Bernoulli distribution

The Bernoulli distribution models a single trial with exactly two possible outcomes: success (1) with probability \(p\), and failure (0) with probability \(1-p\). It is the simplest discrete distribution and the building block of the binomial distribution.

Definition

A random variable \(X\) follows a Bernoulli distribution with parameter \(p \in [0, 1]\), written \(X \sim \text{Bernoulli}(p)\), if:

\[P(X = x) = p^x (1-p)^{1-x} \quad \text{for } x \in \{0, 1\}\]

Which is equivalent to:

\[P(X = 1) = p \quad \text{(success)}, \qquad P(X = 0) = 1 - p \quad \text{(failure)}\]

The parameter \(p\) is the probability of success. Everything else about the distribution follows from this single number.

Probability Mass Function and CDF

The PMF assigns probability \(p\) to outcome 1 and \(1-p\) to outcome 0. The CDF is:

\[F(x) = \begin{cases} 0 & \text{if } x < 0 \\ 1-p & \text{if } 0 \leq x < 1 \\ 1 & \text{if } x \geq 1 \end{cases}\]

PMF and CDF of the Bernoulli distribution with p=0.3

Properties

For \(X \sim \text{Bernoulli}(p)\):

  1. Expected Value (Mean)

\[E(X) = p\]

  1. Variance

\[\text{Var}(X) = p(1-p)\]

Variance is maximized at \(p = 0.5\) (value of \(0.25\)) and equals zero when \(p = 0\) or \(p = 1\) (degenerate cases with no randomness).

  1. Skewness

\[\text{Skewness} = \frac{1 - 2p}{\sqrt{p(1-p)}}\]

The distribution is symmetric only when \(p = 0.5\). For \(p < 0.5\) it is right-skewed; for \(p > 0.5\) it is left-skewed.

  1. Kurtosis

\[g_2 = \frac{1 - 6p(1-p)}{p(1-p)}\]

For \(p = 0.5\): \(g_2 = (1 - 1.5)/0.25 = -2\), strongly platykurtic.

  1. Quantile Function

\[Q(u) = \begin{cases} 0 & \text{if } u \leq 1 - p \\ 1 & \text{if } u > 1 - p \end{cases}\]

Example: product quality control

A factory produces circuit boards with a 15% defect rate. Each board is either defective (success = 1, \(p = 0.15\)) or non-defective (failure = 0, \(1-p = 0.85\)). Let \(X \sim \text{Bernoulli}(0.15)\).

  • \(P(X = 1) = 0.15\): probability a randomly selected board is defective.
  • \(P(X = 0) = 0.85\): probability it passes inspection.
  • \(E(X) = 0.15\): on average, 15% of boards are defective.
  • \(\text{Var}(X) = 0.15 \times 0.85 = 0.1275\).

If 200 boards are inspected independently, the total number of defective boards follows a \(\text{Binomial}(200, 0.15)\) distribution, which is a sum of 200 independent Bernoulli(0.15) variables.

Other Bernoulli examples

  • Email spam filter: each incoming email is spam (1) or not (0). If 30% of emails are spam, \(X \sim \text{Bernoulli}(0.3)\).
  • Clinical trial: a patient responds to treatment (1) or not (0). If response rate is 60%, \(X \sim \text{Bernoulli}(0.6)\).
  • Free throw: a basketball player makes (1) or misses (0) a shot with probability equal to their career average.

Example icon

⚠️ Do not confuse the parameter p with a p-value

In the Bernoulli distribution, (p) is the probability of success, a fixed characteristic of the process being modeled. A p-value in hypothesis testing is a completely different concept: it is the probability of observing results at least as extreme as the data, assuming the null hypothesis is true. The shared notation causes confusion, especially in introductory courses.

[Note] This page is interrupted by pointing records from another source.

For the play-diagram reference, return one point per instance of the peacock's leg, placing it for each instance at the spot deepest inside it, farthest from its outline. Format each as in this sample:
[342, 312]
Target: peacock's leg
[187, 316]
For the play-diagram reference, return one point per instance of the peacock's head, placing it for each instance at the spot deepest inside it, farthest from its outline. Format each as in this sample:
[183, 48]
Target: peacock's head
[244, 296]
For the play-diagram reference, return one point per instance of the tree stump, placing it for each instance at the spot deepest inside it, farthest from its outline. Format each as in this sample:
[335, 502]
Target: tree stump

Relationship with the binomial distribution

The Bernoulli distribution is the special case of the binomial distribution with \(n = 1\):

\[\text{Binomial}(1, p) = \text{Bernoulli}(p)\]

More importantly, if \(X_1, X_2, \ldots, X_n\) are independent \(\text{Bernoulli}(p)\) variables, their sum:

\[S = X_1 + X_2 + \cdots + X_n \sim \text{Binomial}(n, p)\]

This is why the Bernoulli distribution is called the building block of the binomial: every binomial count is a sum of independent Bernoulli trials.

💡 When to use the Bernoulli distribution

Use Bernoulli when you have a single trial with two possible outcomes and a fixed probability of success. If you repeat the trial \(n\) times independently, use the Binomial. If you count the number of trials until the first success, use the Geometric. If the probability of success changes between trials, none of these apply directly.